The environment ministers of the world’s seven most powerful industrialized economies met in Bologna this week. This was the first G7 gathering since U.S. President Donald Trump announced his plan to pull out of the Paris Agreement. The ministers managed to issue a joint communiqué — even though the U.S. disagreed with the other six countries on two Paris-related provisions in the statement. While the U.S. continued to isolate itself in that regard, the meeting demonstrated the unwavering commitment of other countries to the agreement and a continued interest in international dialogue and cooperation on other issues.
Disagreement over Paris Pact
There was disagreement between the U.S. and other members on two sections in the communiqué: climate change and multilateral development banks’ (MDBs) support for implementation of the Paris Agreement and Agenda 2030.
In the climate change section, six members reaffirmed their commitment to the Paris Agreement, calling the landmark pact and the transition to low-carbon economies “irreversible.” This signals the strength of the consensus among the “G6” and the isolation of the U.S. The section is the longest part of the communiqué, containing various current and planned efforts to strengthen their own actions and support others in implementation.
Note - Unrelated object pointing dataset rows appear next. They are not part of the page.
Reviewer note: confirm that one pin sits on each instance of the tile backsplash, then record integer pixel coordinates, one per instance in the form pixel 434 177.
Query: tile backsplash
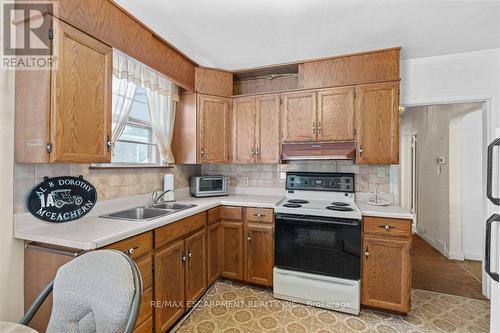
pixel 268 175
pixel 110 183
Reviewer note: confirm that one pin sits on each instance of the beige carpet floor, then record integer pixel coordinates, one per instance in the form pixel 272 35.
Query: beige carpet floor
pixel 232 308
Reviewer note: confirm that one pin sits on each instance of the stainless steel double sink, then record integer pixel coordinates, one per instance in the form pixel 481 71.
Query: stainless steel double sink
pixel 149 212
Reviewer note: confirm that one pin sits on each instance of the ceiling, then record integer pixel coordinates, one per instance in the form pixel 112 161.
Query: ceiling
pixel 238 34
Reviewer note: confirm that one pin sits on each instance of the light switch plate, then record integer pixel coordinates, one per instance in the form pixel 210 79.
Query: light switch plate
pixel 381 172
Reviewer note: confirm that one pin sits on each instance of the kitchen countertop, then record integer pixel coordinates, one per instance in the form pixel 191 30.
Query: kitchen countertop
pixel 92 231
pixel 391 211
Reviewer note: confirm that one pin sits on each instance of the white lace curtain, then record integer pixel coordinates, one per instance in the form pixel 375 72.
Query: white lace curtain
pixel 162 95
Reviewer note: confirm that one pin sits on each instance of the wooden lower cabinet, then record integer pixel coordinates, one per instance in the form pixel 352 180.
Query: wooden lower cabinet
pixel 169 285
pixel 386 279
pixel 259 253
pixel 232 250
pixel 213 252
pixel 196 267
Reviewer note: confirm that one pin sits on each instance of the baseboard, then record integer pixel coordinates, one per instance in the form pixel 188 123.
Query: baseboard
pixel 472 255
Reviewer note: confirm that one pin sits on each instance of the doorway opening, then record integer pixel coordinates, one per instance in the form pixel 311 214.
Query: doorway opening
pixel 441 182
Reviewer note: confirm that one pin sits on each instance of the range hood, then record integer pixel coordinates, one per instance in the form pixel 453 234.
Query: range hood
pixel 344 150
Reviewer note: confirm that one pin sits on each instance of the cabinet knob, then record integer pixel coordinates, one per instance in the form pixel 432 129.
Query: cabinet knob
pixel 386 227
pixel 131 250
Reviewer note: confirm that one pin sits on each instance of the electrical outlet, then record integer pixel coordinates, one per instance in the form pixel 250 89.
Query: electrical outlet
pixel 381 172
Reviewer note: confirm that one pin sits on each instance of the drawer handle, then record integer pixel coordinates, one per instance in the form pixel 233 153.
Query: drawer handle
pixel 131 250
pixel 386 227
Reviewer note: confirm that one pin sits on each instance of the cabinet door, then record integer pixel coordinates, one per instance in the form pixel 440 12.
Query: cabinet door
pixel 299 116
pixel 268 129
pixel 196 269
pixel 259 253
pixel 336 114
pixel 381 287
pixel 213 252
pixel 169 285
pixel 232 249
pixel 214 129
pixel 377 112
pixel 80 98
pixel 243 130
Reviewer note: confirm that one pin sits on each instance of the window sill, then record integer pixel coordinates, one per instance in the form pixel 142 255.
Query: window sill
pixel 109 166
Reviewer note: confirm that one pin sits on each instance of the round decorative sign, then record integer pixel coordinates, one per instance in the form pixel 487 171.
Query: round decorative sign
pixel 62 199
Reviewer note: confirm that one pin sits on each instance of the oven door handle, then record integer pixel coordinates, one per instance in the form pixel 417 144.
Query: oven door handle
pixel 354 223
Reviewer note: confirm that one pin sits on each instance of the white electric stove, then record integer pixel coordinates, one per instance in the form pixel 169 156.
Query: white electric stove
pixel 318 242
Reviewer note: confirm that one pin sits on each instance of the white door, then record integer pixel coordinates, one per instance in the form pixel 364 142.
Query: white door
pixel 492 239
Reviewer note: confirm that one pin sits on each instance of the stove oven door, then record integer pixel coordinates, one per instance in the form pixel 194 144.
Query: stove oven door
pixel 319 245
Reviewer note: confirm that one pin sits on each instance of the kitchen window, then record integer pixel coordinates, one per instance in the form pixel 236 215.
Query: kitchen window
pixel 136 144
pixel 143 113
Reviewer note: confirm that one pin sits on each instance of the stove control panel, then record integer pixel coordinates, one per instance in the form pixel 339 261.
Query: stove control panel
pixel 320 181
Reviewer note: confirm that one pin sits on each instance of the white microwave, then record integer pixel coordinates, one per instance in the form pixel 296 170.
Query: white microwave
pixel 209 186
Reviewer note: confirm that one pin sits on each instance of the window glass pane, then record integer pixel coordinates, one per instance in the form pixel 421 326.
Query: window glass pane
pixel 139 108
pixel 136 133
pixel 125 152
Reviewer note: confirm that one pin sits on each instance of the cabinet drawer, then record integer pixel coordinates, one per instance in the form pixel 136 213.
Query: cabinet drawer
pixel 145 327
pixel 179 229
pixel 145 310
pixel 260 215
pixel 213 215
pixel 145 267
pixel 136 246
pixel 231 213
pixel 385 226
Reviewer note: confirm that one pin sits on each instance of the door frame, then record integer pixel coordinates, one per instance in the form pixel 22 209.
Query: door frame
pixel 490 102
For example, the section included extensive references aligning and mobilizing finance for climate action, including a full confirmation of mobilizing $100 billion annually in climate finance by 2020.
The U.S. did not join the section on MDBs (a topic WRI supported and presented on at the meeting) because it focused heavily on their role in supporting the Paris Agreement and the need for them to take further steps to support implementation and avoid investments in high carbon assets. G7 countries are significant shareholders of the MDBs, financial institutions that play a crucial role in enabling developing countries to finance the infrastructure and energy systems of the future.
Environment ministries have not traditionally wielded heavy influence over board decisions at these institutions (board members are typically representatives from finance ministries). The communiqué makes it clear that environment ministries are going to pay more attention to MDBs as a means to support achievement of the Paris Agreement and Sustainable Development Goals (SDGs).
Rather than issue a chair’s statement on behalf of six of the seven members, the communiqué included a footnote from the U.S. saying it would not join those two sections, “reflecting our recent announcement to withdraw and immediately cease implementation of the Paris Agreement and associated financial commitments.”
Still Some Common Ground
While the footnote represents discord, the broader communiqué reflects continued willingness for the group to work together on a number of other environmental objectives, each of which were outlined under their own separate sections of the communiqué focusing on:
2030 Agenda for Sustainable Development: achieving the SDGs and the need to strengthen the environmental dimension in their implementation.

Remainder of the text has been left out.